Perhaps the most obvious vehicle for overt propaganda were Shostakovich’s Seventh and Eighth symphonies from the WWII period and dubbed the ‘military symphonies’. These opposed alternating march and requiem moods which served Stalin’s various publicity needs. Certain elements of these two works were encouraged increased popularity and evolving propagandist purposes according to topical political events. Ironically, it was universally accepted that the war years were a comparatively safe period for Soviet artists as the blame for the country’s ‘grief and destruction’ lay with the German foreigners rather than within the internal political system. Stalin’s reputed campaign against ‘cosmopolitanism’ and Western glorification is one of his propagandist whims which has enjoyed particular retrospective attention and which resulted in mass submission, arrests and deportations in the vigorously renewed Communist crusade for Russian nationalism following the independence and internal strength achieved during the Second World War.
Propagandist Appropriation
Thus far this exploration has concentrated primarily on symphonic music which carries its political intention at a deep structural level as set in place by the composer; either by the wilful hand of a megalomaniac such as Wagner, or as a response to governmental death threats, as was the case with Shostakovich. The evolution of contemporary mass media regularly demonstrates the further motivational powers of music when it is attached to Propagandist causes externally and independent of its original compositional intent.

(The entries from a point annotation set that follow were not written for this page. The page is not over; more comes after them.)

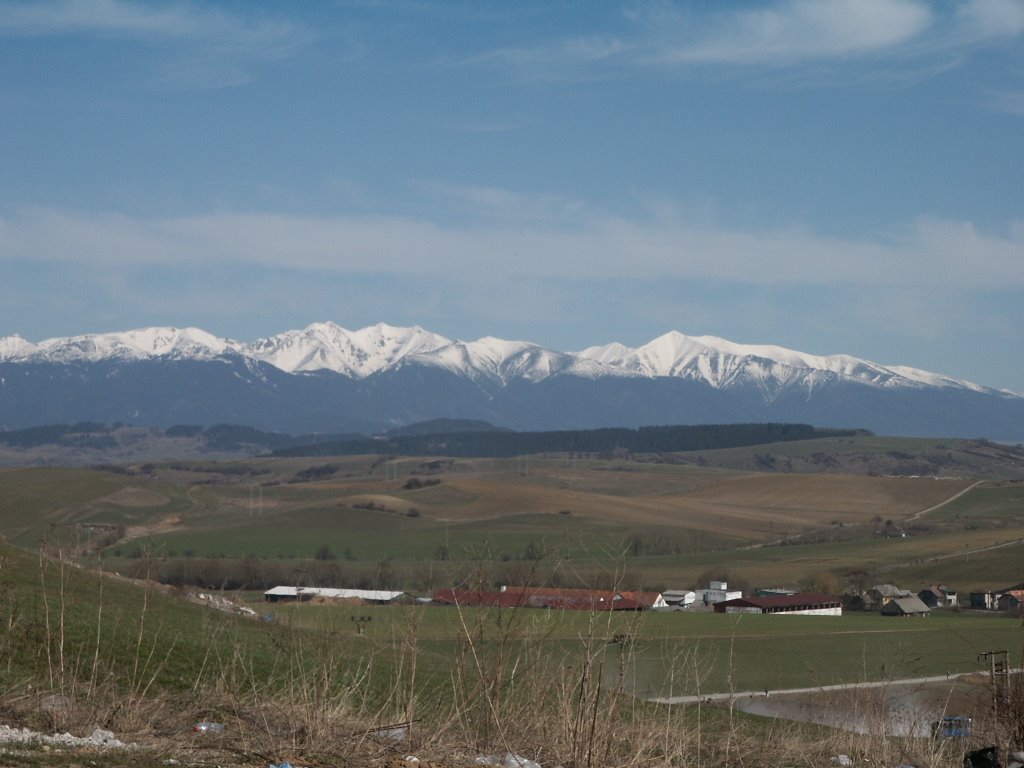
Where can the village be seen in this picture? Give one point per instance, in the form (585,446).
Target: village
(887,599)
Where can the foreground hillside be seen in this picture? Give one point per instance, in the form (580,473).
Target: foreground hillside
(309,685)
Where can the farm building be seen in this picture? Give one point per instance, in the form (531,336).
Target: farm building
(938,596)
(983,600)
(882,594)
(773,592)
(802,603)
(717,592)
(541,597)
(304,594)
(1011,600)
(677,599)
(905,606)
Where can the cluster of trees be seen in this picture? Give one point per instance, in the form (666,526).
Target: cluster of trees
(619,441)
(261,574)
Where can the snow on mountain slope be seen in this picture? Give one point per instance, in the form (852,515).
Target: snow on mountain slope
(723,364)
(498,359)
(187,343)
(326,346)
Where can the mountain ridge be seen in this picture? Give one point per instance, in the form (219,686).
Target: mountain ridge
(358,354)
(328,379)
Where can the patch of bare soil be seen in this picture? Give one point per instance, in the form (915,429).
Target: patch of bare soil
(135,497)
(165,525)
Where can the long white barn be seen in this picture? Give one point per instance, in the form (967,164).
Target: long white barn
(279,594)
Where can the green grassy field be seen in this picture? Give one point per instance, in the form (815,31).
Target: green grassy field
(666,523)
(699,652)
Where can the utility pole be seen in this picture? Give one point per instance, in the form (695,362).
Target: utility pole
(998,662)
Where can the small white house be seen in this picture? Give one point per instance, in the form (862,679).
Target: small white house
(678,599)
(717,592)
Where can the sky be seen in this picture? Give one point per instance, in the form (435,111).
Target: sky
(835,176)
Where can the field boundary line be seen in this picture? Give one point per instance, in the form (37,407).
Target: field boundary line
(954,497)
(727,696)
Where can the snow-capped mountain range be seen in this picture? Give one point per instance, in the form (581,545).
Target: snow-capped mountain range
(326,378)
(326,346)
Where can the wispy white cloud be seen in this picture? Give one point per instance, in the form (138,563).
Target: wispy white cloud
(916,38)
(795,31)
(214,47)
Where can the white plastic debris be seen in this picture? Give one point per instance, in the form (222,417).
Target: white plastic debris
(509,760)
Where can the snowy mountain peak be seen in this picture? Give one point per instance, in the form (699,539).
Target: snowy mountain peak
(326,346)
(137,344)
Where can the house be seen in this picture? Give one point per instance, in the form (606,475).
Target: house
(678,599)
(716,593)
(983,600)
(802,603)
(1011,600)
(304,594)
(882,593)
(938,596)
(905,606)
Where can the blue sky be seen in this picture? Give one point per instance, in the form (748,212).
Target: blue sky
(828,175)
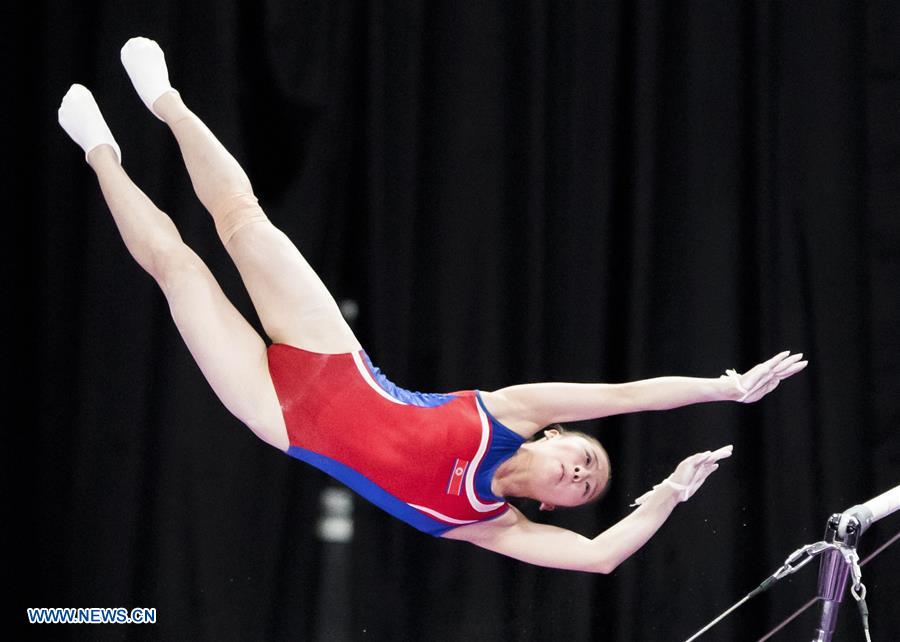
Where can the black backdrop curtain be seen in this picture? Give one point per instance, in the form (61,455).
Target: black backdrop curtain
(512,192)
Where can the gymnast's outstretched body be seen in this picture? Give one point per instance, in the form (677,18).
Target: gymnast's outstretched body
(444,463)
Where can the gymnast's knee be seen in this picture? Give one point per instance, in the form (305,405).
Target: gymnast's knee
(235,212)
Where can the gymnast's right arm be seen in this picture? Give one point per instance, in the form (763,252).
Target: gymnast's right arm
(514,535)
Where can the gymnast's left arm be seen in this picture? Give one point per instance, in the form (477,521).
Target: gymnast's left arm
(548,403)
(514,535)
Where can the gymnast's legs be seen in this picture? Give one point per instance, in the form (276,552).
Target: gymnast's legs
(293,304)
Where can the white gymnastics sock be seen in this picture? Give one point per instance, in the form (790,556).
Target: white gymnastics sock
(80,116)
(146,66)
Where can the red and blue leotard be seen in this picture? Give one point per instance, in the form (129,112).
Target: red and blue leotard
(427,459)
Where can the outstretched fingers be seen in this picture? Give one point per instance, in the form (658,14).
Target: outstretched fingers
(765,377)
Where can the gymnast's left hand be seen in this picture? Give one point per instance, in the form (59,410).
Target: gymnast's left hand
(763,378)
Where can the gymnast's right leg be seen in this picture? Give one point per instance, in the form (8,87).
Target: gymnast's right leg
(229,352)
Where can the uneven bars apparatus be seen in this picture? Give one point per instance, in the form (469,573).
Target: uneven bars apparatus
(842,533)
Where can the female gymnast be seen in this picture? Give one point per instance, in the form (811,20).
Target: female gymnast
(444,463)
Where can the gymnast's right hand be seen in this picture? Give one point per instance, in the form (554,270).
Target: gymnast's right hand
(690,474)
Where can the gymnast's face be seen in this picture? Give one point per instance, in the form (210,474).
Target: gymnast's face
(566,470)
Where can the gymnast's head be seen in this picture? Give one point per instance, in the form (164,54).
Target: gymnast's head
(565,468)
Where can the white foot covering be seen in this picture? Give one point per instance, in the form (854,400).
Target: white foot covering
(80,116)
(146,66)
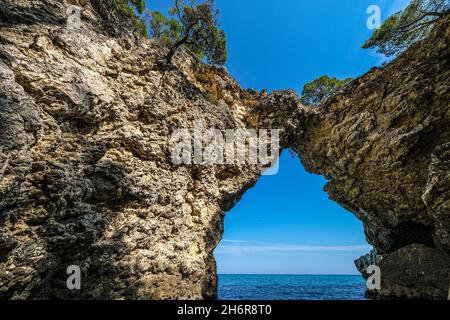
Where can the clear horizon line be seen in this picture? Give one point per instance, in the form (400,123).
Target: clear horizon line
(289,274)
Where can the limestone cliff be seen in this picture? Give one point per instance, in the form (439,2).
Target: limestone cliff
(87,179)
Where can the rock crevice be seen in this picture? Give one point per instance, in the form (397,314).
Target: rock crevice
(86,176)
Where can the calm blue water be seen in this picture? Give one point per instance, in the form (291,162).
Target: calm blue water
(291,287)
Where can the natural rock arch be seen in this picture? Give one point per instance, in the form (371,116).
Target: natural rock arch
(85,126)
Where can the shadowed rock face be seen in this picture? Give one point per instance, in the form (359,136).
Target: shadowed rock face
(87,178)
(383,144)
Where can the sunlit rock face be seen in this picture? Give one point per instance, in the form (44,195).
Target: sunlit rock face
(383,144)
(87,178)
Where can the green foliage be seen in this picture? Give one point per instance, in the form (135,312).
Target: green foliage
(194,26)
(139,5)
(318,90)
(404,28)
(167,30)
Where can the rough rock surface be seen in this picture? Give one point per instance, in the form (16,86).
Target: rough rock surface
(86,176)
(383,144)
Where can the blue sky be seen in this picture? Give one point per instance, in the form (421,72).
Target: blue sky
(286,224)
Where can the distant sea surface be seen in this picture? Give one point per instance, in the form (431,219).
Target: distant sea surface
(291,287)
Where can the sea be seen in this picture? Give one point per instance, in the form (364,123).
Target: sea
(291,287)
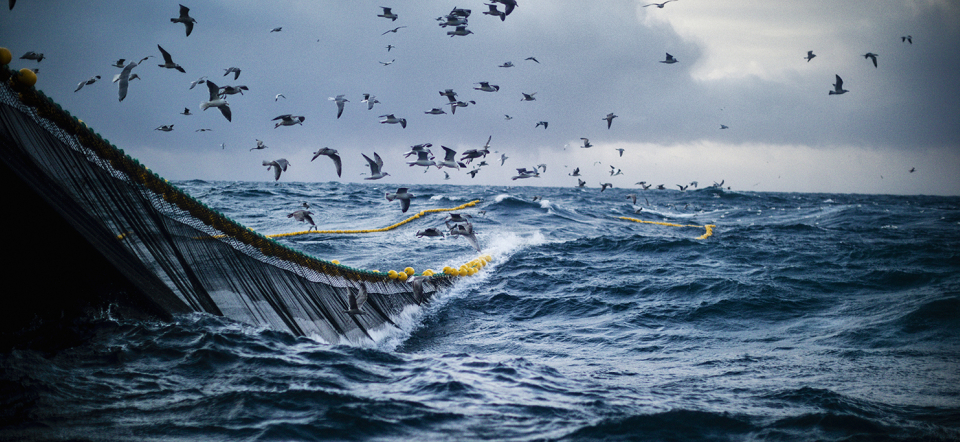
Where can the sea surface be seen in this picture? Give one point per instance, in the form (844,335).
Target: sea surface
(802,317)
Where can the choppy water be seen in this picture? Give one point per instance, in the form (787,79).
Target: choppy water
(804,317)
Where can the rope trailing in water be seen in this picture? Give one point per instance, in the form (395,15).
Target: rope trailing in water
(708,227)
(384,229)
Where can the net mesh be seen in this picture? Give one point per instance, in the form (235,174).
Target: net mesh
(182,254)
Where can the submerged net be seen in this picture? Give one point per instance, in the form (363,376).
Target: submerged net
(182,255)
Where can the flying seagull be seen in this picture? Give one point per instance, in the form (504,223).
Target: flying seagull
(185,18)
(303,215)
(659,5)
(333,154)
(278,166)
(90,80)
(388,14)
(669,60)
(355,302)
(288,120)
(838,87)
(404,196)
(376,167)
(216,101)
(340,100)
(168,61)
(609,119)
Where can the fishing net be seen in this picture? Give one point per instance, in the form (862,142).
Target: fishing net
(179,254)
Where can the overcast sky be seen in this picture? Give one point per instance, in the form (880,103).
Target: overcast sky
(741,64)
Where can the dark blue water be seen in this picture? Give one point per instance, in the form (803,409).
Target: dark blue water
(804,317)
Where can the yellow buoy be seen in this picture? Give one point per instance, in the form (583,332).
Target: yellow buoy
(5,56)
(26,77)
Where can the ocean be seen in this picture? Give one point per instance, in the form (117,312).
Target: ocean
(802,317)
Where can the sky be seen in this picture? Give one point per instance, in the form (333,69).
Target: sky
(740,64)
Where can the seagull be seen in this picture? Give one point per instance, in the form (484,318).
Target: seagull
(609,119)
(332,153)
(260,146)
(487,87)
(168,61)
(449,159)
(524,173)
(200,80)
(375,167)
(390,119)
(388,14)
(494,11)
(185,18)
(404,196)
(233,90)
(370,100)
(508,5)
(32,56)
(90,80)
(430,231)
(303,215)
(340,100)
(423,159)
(838,87)
(278,166)
(235,70)
(659,5)
(216,101)
(394,30)
(461,30)
(466,230)
(669,60)
(288,120)
(355,302)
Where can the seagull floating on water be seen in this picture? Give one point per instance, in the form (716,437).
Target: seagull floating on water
(288,120)
(278,166)
(168,61)
(332,153)
(216,101)
(185,18)
(838,87)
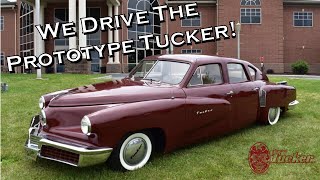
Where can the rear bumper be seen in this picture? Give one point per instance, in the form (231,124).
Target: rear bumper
(293,104)
(39,147)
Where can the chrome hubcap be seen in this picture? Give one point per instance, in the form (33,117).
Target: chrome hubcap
(135,151)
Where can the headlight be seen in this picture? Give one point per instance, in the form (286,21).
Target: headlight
(86,125)
(43,118)
(42,102)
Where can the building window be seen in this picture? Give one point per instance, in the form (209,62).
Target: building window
(250,3)
(191,22)
(2,57)
(250,15)
(1,23)
(61,43)
(303,19)
(26,33)
(94,39)
(191,51)
(154,27)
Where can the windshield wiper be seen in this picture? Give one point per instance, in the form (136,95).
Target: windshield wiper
(151,80)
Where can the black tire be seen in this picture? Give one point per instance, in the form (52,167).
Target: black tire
(132,153)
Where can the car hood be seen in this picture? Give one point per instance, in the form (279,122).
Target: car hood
(112,92)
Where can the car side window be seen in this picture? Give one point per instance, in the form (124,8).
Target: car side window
(207,74)
(253,73)
(237,73)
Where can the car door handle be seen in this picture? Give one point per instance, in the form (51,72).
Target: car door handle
(256,89)
(230,93)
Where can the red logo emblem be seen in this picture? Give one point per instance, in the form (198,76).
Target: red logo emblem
(259,158)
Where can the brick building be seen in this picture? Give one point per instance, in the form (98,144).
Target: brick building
(282,31)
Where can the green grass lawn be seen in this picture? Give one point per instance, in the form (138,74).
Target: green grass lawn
(224,158)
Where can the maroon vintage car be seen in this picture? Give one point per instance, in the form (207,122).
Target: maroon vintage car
(166,102)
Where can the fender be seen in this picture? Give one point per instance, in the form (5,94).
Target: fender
(114,123)
(273,95)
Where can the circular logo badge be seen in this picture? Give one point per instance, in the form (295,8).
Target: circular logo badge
(259,158)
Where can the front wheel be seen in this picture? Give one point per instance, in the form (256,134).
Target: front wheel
(132,153)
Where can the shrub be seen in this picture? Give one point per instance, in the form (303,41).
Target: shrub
(300,67)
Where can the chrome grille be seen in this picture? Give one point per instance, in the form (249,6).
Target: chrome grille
(59,154)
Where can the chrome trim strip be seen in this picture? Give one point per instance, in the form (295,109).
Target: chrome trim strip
(74,149)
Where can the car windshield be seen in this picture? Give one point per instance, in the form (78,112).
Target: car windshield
(158,71)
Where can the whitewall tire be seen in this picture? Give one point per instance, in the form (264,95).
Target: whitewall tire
(274,115)
(132,153)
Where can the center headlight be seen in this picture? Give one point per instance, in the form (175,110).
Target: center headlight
(42,102)
(86,125)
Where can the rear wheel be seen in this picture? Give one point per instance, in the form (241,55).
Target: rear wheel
(274,115)
(132,153)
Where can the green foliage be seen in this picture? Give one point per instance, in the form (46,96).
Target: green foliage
(300,67)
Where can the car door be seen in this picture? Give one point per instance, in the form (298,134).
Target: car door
(207,103)
(244,96)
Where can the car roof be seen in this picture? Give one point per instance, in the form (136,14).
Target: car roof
(195,58)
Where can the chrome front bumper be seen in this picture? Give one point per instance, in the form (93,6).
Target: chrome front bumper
(39,147)
(293,104)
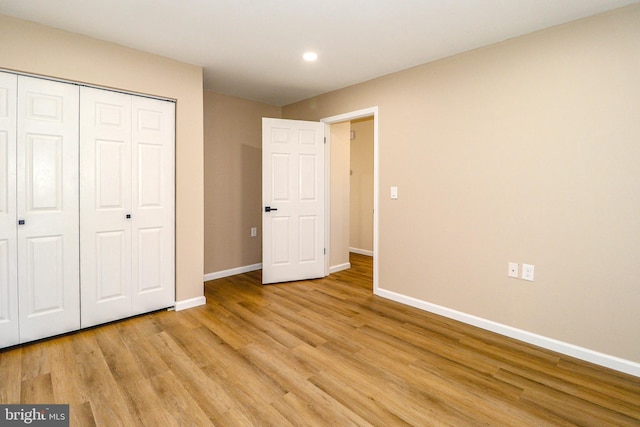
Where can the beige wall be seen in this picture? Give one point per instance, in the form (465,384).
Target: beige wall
(361,184)
(33,48)
(233,177)
(339,195)
(525,151)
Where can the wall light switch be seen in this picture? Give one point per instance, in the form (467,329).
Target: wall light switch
(394,193)
(513,270)
(527,272)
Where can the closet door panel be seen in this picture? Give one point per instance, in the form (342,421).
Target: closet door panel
(47,207)
(105,194)
(9,333)
(153,140)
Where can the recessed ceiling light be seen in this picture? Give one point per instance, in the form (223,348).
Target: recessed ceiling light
(310,56)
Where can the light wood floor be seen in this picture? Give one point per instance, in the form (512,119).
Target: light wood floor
(320,352)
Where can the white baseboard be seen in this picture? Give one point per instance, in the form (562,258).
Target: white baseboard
(339,267)
(190,303)
(361,251)
(608,361)
(231,272)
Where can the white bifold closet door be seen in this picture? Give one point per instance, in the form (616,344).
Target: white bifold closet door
(47,208)
(127,205)
(9,332)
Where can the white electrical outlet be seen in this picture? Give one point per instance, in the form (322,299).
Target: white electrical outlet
(513,270)
(527,272)
(394,193)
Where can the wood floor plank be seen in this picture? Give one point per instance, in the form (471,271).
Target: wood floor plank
(11,374)
(310,353)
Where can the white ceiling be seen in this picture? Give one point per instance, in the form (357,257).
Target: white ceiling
(253,48)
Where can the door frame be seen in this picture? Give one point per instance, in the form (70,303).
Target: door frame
(328,121)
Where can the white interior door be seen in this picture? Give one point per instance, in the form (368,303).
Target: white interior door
(47,208)
(153,204)
(9,333)
(293,188)
(105,203)
(127,205)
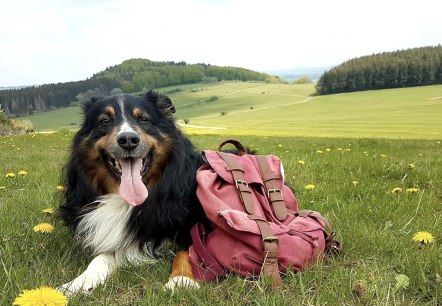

Ludwig van Beethoven (1770 – 1827)
In terms of retrospective propagandist appropriation, Beethoven’s ‘Ode to Joy’ is quite possibly the most celebrated political anomaly in the history of Western music. As a grand hymn to freedom and victory, its theme has surely represented hundreds, if not thousands of opposing causes – governmental regimes, revolutions, brotherhoods, calls to anarchy – and yet remarkably still remains essentially freestanding from attachment to any one political agenda. As a deservedly worthy finale to a groundbreaking symphonic work and a lifetime of extraordinary composition, it was the fruit of a profoundly deaf ear. It is testament to human achievement, determination and mortal success. Compositionally, it defies generic, cultural and sociological categorization in its resonance with both lofty and dance styles, secular and sacred idioms, combines military, noble and sacrilegious references. It has been liberally and majestically quoted by such disparate parties as the Nazis, the French Revolutionaries, the International Olympic Committee and the European Union. It evokes ownership, patriotism and unity, and represents greatness and grandeur as equally as it does rags to riches. According to Beiswanger (1939), even on its first hearing certain music has the capacity to invite an “unexpected aura of familiarity and joyous recognition”. It is ultimately music’s inexplicable propensity for eliciting that so-called ‘luminous moment’ – that heart-thumping motivation – that cements its place in the artistic world as probably the most effective and timeless communicator of social propaganda.